As Reason's Jacob Sullum reported, Reps. Tim Walberg (R‒Mich.) and Jamie Raskin (D‒Md.) reintroduced the FAIR Act in March. The legislation includes several major reforms to civil asset forfeiture at the federal level, including eliminating the equitable sharing fund.

"It makes me feel more resolved to get this legislation passed," Walberg told WCNC. "At least the thought can come in people's minds, they changed their approach, and they rushed it more quickly in order to get that $69,000. It really ended up hurting the victim."

The government's actions "really ended up hurting the victim." That really just about sums up this entire story, and civil forfeiture in general. It's mostly used to hurt people, not to seek justice.

[–] NotMyOldRedditName@lemmy.world 60 points 1 year ago (1 children)

The dude won a lottery for 70k in 2018 and they still said it was likely drug money. Thugs!

[–] ridethisbike@lemmy.world 17 points 1 year ago

"just sprinkle some crack on it and let's call it a day"

[–] OrderedChaos@lemmy.world 46 points 1 year ago (1 children)

That money needs to come out of the police funds.

[–] thepianistfroggollum@lemmynsfw.com 14 points 1 year ago* (last edited 1 year ago) (1 children)

Union funds*

Start making the union pay for corruption and the issue will be solved over night

[–] OrderedChaos@lemmy.world 1 points 1 year ago

Even better. How about both.

[–] rifugee@lemmy.world 17 points 1 year ago (1 children)

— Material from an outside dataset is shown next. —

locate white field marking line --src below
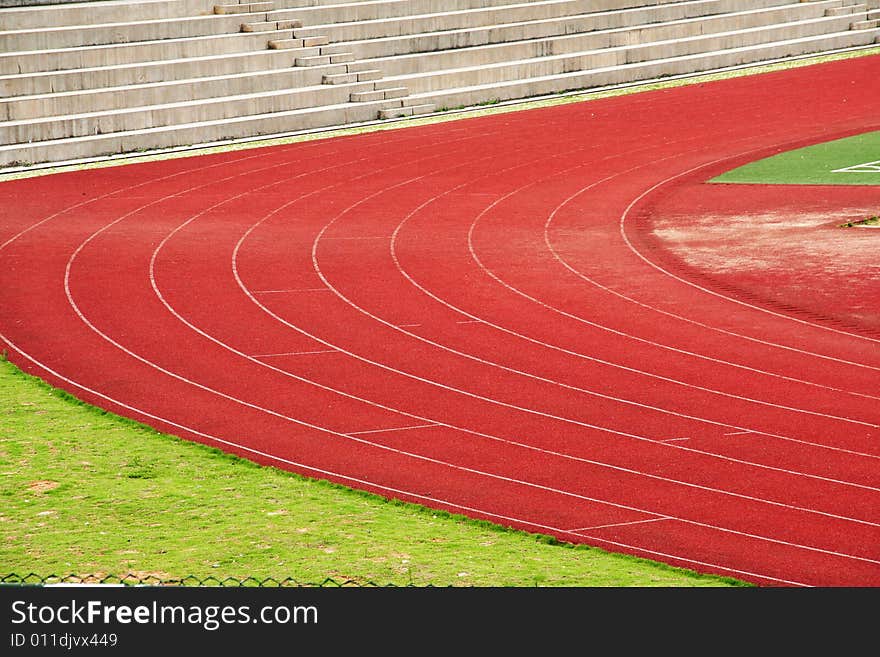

I don't understand how any reasonable judge could think that civil forfeiture does not violate the 4th amendment. I mean, keeping the government from just taking your shit is one of the primary reasons for the amendment, right?

[–] DougHolland@lemmy.world 10 points 1 year ago

Sorry to be so pessimistic, but the Bill of Rights is a work of fiction.

It's excellent fiction, and I love it, but any government employee is free to violate any of the rights we're told we have. When they do, they'll face consequences only very, very rarely, and only if you're willing and financially able to take it to court. Even then, you'll only 'win' if you luck into a sympathetic judge.

And whatever the verdict, when you needed your rights they weren't there.

[–] Etterra@lemmy.world 12 points 1 year ago

And then the cops wonder why honest people would ever complain about civil forfeiture. The police are organized crime, never forget that.